It seems to be a mistake in the likelihood of equations 3 and 4 compared to that at the end of page 3. What is the optimization problem that you solve?

Thank you for pointing this out, we have updated the notation to make it clear which parameters are being optimized, and to distinguish between the parameters and the observations.

In the experiment at section 5, the model does use the knowledge of the number of distributions, which is 2. How do you estimate the total counts of the two distributions? What happens in the case that you have more than 2?

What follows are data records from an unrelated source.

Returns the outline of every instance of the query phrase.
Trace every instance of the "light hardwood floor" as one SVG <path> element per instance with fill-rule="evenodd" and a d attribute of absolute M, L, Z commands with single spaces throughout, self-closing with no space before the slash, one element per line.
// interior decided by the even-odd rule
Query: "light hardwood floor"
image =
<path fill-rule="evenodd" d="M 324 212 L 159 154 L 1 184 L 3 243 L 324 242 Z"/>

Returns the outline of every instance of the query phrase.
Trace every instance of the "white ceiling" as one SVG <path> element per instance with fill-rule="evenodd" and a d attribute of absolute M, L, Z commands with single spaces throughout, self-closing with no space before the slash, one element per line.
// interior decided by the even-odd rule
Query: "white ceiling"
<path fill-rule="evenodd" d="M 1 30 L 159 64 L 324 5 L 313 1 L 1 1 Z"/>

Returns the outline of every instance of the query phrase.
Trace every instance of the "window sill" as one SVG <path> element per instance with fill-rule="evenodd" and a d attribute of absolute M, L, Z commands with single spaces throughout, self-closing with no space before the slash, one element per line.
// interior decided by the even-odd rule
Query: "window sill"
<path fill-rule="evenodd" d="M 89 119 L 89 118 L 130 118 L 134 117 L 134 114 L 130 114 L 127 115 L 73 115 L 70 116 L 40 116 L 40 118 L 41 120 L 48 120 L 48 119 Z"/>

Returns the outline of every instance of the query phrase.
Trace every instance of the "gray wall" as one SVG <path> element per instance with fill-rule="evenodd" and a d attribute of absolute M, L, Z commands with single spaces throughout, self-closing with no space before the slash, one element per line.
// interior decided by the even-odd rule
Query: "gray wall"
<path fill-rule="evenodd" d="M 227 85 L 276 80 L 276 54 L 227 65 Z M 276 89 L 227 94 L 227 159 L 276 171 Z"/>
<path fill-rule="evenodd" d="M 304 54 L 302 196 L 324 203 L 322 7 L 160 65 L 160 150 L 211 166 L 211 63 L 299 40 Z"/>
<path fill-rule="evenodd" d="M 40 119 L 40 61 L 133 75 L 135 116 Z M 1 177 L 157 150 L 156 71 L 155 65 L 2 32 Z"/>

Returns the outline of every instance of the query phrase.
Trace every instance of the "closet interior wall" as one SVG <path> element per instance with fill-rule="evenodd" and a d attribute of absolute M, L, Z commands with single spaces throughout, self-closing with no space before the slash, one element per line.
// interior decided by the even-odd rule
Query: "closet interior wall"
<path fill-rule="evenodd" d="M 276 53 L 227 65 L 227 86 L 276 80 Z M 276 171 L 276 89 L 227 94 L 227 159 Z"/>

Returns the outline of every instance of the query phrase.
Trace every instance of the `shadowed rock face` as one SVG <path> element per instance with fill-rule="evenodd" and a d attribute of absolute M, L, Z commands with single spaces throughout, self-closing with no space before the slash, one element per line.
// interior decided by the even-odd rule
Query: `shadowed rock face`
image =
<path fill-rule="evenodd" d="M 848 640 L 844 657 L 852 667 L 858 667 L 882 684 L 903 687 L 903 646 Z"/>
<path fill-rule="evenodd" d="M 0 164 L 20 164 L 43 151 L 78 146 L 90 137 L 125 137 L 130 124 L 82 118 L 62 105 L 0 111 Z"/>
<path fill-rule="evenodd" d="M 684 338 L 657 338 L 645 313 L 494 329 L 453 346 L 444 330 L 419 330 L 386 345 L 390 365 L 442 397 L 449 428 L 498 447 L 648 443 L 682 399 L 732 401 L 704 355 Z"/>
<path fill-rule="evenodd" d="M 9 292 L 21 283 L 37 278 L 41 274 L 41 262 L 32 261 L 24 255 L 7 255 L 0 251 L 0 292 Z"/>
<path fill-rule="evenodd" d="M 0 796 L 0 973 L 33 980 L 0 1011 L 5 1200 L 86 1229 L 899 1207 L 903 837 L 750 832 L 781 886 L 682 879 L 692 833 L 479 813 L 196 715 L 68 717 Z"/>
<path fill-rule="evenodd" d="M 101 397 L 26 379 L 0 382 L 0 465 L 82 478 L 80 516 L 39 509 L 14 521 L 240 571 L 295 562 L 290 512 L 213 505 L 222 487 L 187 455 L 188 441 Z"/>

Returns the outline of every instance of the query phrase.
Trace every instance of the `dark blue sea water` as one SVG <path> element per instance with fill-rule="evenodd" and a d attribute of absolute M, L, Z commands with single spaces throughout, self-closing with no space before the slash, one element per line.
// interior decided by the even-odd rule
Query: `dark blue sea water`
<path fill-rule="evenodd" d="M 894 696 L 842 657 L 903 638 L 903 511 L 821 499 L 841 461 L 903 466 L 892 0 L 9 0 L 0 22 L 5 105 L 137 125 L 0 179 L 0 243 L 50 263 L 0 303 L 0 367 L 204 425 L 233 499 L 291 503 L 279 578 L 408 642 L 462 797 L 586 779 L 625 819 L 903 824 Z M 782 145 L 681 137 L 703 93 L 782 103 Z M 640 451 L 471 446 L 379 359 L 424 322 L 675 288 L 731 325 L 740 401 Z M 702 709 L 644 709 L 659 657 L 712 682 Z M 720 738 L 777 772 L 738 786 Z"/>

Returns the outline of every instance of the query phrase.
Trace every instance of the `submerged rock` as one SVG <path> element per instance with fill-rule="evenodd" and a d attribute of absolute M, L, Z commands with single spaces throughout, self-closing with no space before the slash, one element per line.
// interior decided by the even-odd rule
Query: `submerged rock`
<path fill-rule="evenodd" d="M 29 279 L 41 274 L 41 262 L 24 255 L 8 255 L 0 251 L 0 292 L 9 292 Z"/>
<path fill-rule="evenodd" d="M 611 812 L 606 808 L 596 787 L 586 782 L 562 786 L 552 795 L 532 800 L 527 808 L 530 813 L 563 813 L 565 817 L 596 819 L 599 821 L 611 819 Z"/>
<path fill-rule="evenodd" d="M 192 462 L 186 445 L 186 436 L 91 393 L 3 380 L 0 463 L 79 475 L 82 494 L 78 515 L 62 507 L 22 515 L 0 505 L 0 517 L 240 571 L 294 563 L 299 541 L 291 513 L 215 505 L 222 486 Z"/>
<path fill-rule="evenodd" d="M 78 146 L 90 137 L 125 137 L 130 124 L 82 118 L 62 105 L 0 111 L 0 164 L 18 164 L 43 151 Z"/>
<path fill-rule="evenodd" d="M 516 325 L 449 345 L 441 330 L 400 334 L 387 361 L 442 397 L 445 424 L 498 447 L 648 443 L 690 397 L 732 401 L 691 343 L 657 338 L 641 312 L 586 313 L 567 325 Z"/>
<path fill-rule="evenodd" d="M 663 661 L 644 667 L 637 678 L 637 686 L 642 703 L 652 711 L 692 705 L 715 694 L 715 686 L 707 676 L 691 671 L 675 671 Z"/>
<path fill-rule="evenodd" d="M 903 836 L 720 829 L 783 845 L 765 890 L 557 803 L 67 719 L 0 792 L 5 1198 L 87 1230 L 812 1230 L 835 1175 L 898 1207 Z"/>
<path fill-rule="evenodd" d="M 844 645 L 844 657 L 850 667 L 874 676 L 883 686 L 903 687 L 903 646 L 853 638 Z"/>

To clarify, the VAE models that we train in Sections 5 and 6 does not have access to the true number of distributions present in the training data. Unlike a classical latent-factor model like a Gaussian Mixture Model, the number of categories is learned implicitly in the latent space of the VAE, so as to maximize the log-likelihood. The fact that the number of distributions is not available to the model may not have been clear because we visualized the results using the true distribution labels, which allows us to show that the model does learn the two distributions correctly. We have added language to emphasize this important fact.

The model estimates the total number of counts per feature for each observation. We then sum across all features for each observation to get the estimated total counts - this is the number that is shown in Figure 4, 5a, and 7a.

In the case of larger N, as long as the latent space is sufficiently expressive there should be no problem with capturing additional distributions. It is common to use a VAE to perform unsupervised decomposition in the latent space.

N2 should be 30 in section 4.

You are correct, we have fixed that typo - thank you.

审稿意见
6

This paper considers maximum likelihood estimation in the multivariate hypergeometric model given that both the total population and the number of elements in each category are unknown. After a brief review of related methods for estimation in simpler scenarios, or when resampling is possible (i.e., capture-recapture), the main method is presented. The key idea is to use a relaxation of a standard hypergeometric likelihood function (by replacing factorials with the Gamma function) with appropriate constraints to ensure that the estimated total population sizes are not greater than the sampled counts. Some experiments on synthetic data are done to check the proposed estimation procedure as it depends on the maximum samples drawn and the number of underlying categories. Then, a larger scale experiment with a VAE, using synthetic and real-data from single cell genomics, is presented. It is shown that the proposed method works well in recovering the underlying counts when the ground truth is known (in both synthetic and real-data scenarios).

优点

This paper is very clearly written, easy to read, and makes the contribution clear. The application is well-chosen and the experiments are illustrative. It is a bit surprising that something that like what the authors have proposed has not been done before, but this is perhaps due to the relatively rarer use of relaxation strategies (namely, replacing discrete with continuous variables) in the statistics literature.

缺点

I would have liked to seen more examples of potential applications in the machine learning context. The authors mention recommender systems as a possible application, as well as applications in language. However this is not commented on or developed further. What about applications in a statistical context? The authors should clearly describe some other potential contexts where we can have multiple independent samples without replacement where this model would be applicable. I believe the method is also applicable to the non-central Hypergeometric as in the cited Sutter et al. (2020) paper and it would have been interesting to apply the proposed method to scenarios that are similar to those described in that work.

问题

It feels like there is a bit of a gap in the experiments, there is a jump from using 3 categories to more than 1000 categories. What about more intermediate cases, say with 100 categories? How does the proposed method work in this case with respect to n_max as well as the number of samples?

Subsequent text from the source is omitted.